Ora, aceitando o repto de posicionamento político-educacional que a autora lança aos educadores(as), gostaríamos, como autora desta recensão e como educadora social, de sublinhar que, no nosso entender, atualmente, e devido a toda a conjuntura política, social e económica, não podemos aceitar a educação de adultos tecnicista que nos é proposta pelas organizações ocidentais, pois também elas definiram os seus programas com base nas imposições dos mercados de investimento, também elas se contentam com uma sociedade em que os insolventes e os pobres não sejam demasiados (de acordo com os seus critérios), mas sejam os necessários para manter o sistema a funcionar. E, assim, corremos o risco de prepararmos as pessoas para o mercado de trabalho, mas não as prepararmos para a vida; ensinarmos as pessoas a ler, a escrever, a dominar as tecnologias e a competir, mas não as ensinarmos a serem solidárias, colaborativas, éticas e sensíveis à pessoa do outro, o que terá consequências nefastas na construção de uma sociedade que, cada vez mais, é menos igualitária, pacífica e feliz (Freire, 1990).

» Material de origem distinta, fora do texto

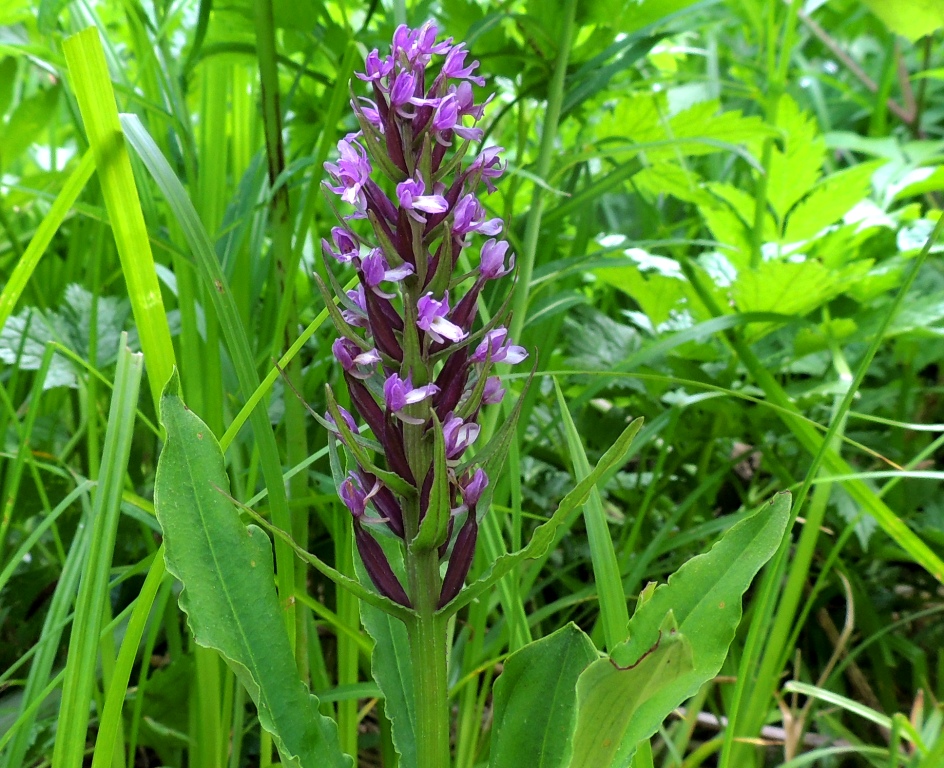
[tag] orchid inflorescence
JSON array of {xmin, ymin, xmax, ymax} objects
[{"xmin": 320, "ymin": 22, "xmax": 527, "ymax": 610}]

Na Conclusão deste livro, Rosanna Barros afirma, com mestria e sensibilidade, que “a luta contra o neoliberalismo terá de ser feita (…) também pela via do simbólico, ou seja, pela reconstrução do pensamento político-pedagógico em moldes teórico-conceptuais que contribuam colectivamente … para desnaturalizar as novas/velhas formas de opressão e desmistificar a consciência da realidade” (p. 192). Neste sentido, esta publicação é incontestavelmente um contributo importante para todos os que se preocupam com o presente e o futuro da educação de adultos: não só apresenta uma discussão profunda, e sustentada em investigação científica, sobre a influência da globalização neoliberal nas conceções educativas veiculadas por diversas organizações internacionais de naturezas distintas, como a ONU ou a OCDE, como também questiona as consequências a nível humano (individual e social) que daí advêm, lançando um desafio fundamental às comunidades de práticas para que retomem os conceitos críticos do campo como léxico de resistência local à instrumentalização da educação de adultos perpetuada hoje nos contextos hegemónicos da decisão política acerca da aprendizagem ao longo da vida dos adultos.

 

Nota

1 Freire, P. (1990). La Naturaleza Política de la Educación – Cultura, Poder y Liberación. Barcelona: Ediciones Paidós.         [ Links ]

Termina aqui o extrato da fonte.